Él me miró demudado, expectante, yo le solté atropellada: “Es un
niño muy guapo. Están los 2 perfectamente.” Entonces, Jose, natural,
amorosamente, se acercó a mí y, derretido en lágrimas, me besó los
ojos, el pelo, los labios…me besó como deben de besar los ángeles. El
novio de María, el padre nuevo y estremecido, me besó a mí.
Enamorado. Y yo alborozada sentí mi vientre. Recién parido.

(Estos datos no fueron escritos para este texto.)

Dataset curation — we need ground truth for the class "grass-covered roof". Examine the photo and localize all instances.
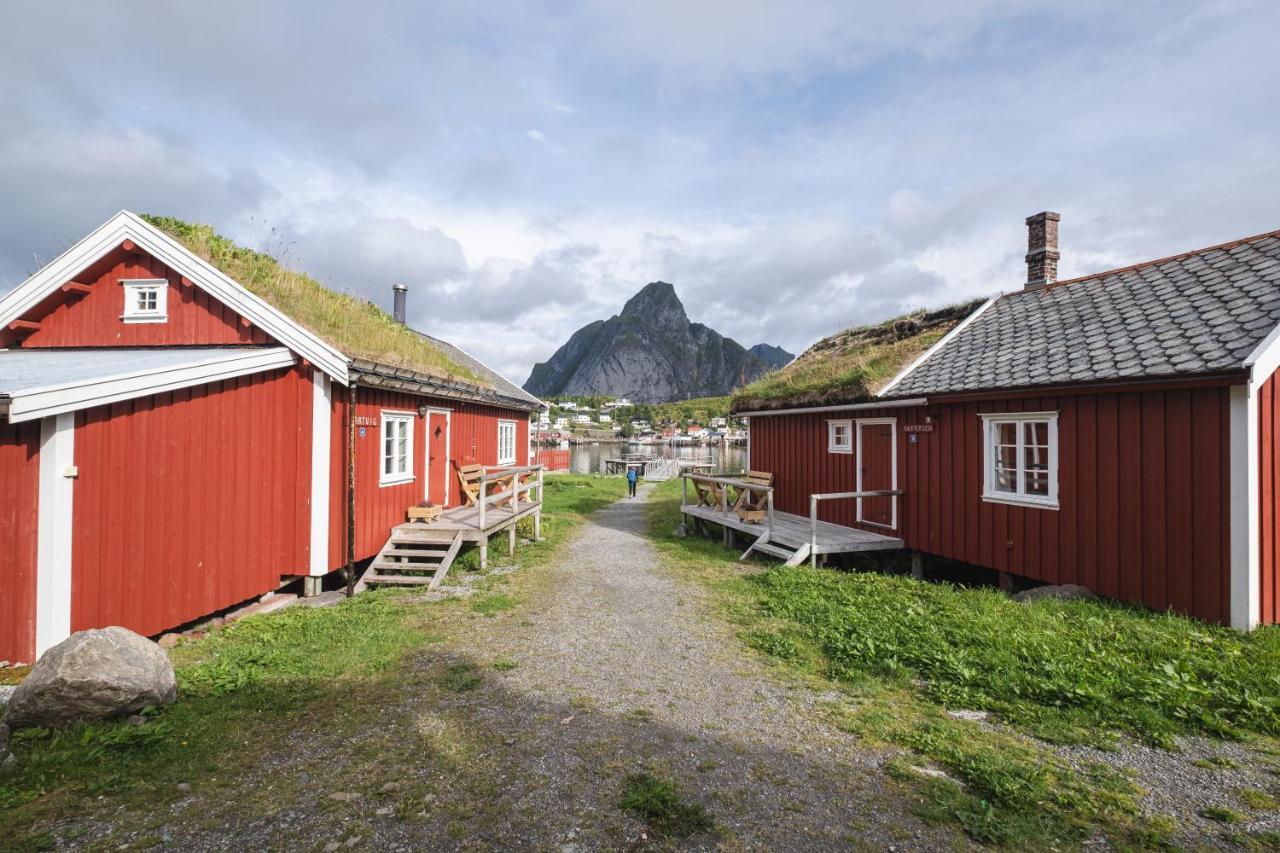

Se abrieron las puertas y el camillero irrumpió empujando la cama de
María que llevaba al bebé sobre su pecho. Jose la miró como no he
visto mirar a otro hombre. María lo miró como no he visto mirar a
otra mujer. María extendió la mano y él se la cogió mientras miraba a
su hijo como si observase su propio corazón fuera del cuerpo. El
camillero empujó con prisa la camilla y Jose caminó a su vera sin
soltar a su chica. “¿Es usted el marido?”, preguntó el hombre parando
la marcha. “Sí, él es el marido. Y el mío”, contesté yo. “¿Cómo?”, rió
el viejo camillero. “Él es el marido de mi hermana.” Nunca he dicho
una mentira con tal autoridad. “Está bien, vamos a la habitación.”
Arrancamos otra vez todos. Pero unos pasos después, yo me detuve.
Los ví desaparecer por el pasillo. Tranquilos, enamorados, dados a
luz. Yo me quedé un instante serena, besada.
Cuando regresé a Urgencias nadie había notado mi falta. Solamente
la chica de la limpieza se me acercó cómplice: “Magda, dónde
estabas?” “Dando a luz”, le contesté. “Dando a luz”.